Irgendwann haben das Navi und ich uns geeinigt als die Holde vehement eine Erklärung für div. Umwege fordert. Naja das Navi spricht nicht, also bin ich fällig.
Nach langem hin und her (fahren u. sprechen) geht es über Marseilles und Toulon weiter, die Drei sind unabhängig voneinander zufrieden und wir legen die Strecke bis Cannes auf der Autobahn zurück.
Die Cote d´Azur ist, naja schon schön aber rein Verkehrstechnisch mühsam und wenn Cannes gerade internationale Preise vergeben werden hilft auch ein Moped nix mehr und man steht im Stau. Sehr zur Freude von illustren Look alikes die das Flackern meines Scheinwerfers für Blitze halten und sich posend über den Zebrastreifen bemühen.
Die Grand Corniche ist die Straße die all diese kleinen Orte vorm und aufm Berg verbindet, in schönster Südtirol Bergstraßen Manier. Die Straßen werden auch so genutzt, überall fetzen kleine und große Mopeds durch die Kurven, dass ich am liebsten die Koffer abwerfen und zwei Gänge runter schalten will.
Als wir nach 10Std. fahrt in Éze Village ankommen kann man die Holde vor Freude und ihren Bauch vor Hunger rumoren hören.
Schnell also das Zimmer gecheckt und gegenüber in die Pizzeria und noch was zu futtern besorgt. Eine Pizza um 19€ ist nur ein Vorgeschmack auf das heutigen Essen aber ganz gut, danach wird fast schon komatös geschlafen weil uns alles weh tut.

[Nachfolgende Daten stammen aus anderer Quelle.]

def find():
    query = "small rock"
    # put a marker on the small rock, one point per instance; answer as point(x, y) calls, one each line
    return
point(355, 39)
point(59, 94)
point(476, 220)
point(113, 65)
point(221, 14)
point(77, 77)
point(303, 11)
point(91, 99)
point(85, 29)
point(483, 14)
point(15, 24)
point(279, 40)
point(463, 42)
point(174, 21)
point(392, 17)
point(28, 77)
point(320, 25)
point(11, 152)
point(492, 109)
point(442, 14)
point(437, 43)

Hiermit verleihe ich zwei Titel am meine Holde:
1) Full Membership Iron Butt Europe   (für 10Std. Motorradfahren)
2) Aspirant Sauna Bezirksmeister (weil sie auch bei 49Grad mit Innenfutter in ihrer Motorradjacke gefahren ist, man weiß ja nie ob es noch Abkühlt)

Gute Nacht, oder Bonn Sua`s (wie die Franzosen sagen)

heute leider keine Fotos, die sind noch auf den div. Smartphones

19.6.14 00:35

bisher 2 Kommentar(e)     TrackBack-URL


bruno (19.6.14 14:21)
wie immer sehr schön geschrieben,.... zitat: "...klar dem gewitter ist das wurscht" brachte mich einem lachanfall sehr nahe gute reise weiterhin


Christoph (19.6.14 20:06)
danke, sind nur mehr zwei etappen.
morgen nach mailand und am samstag nach Feldkirch.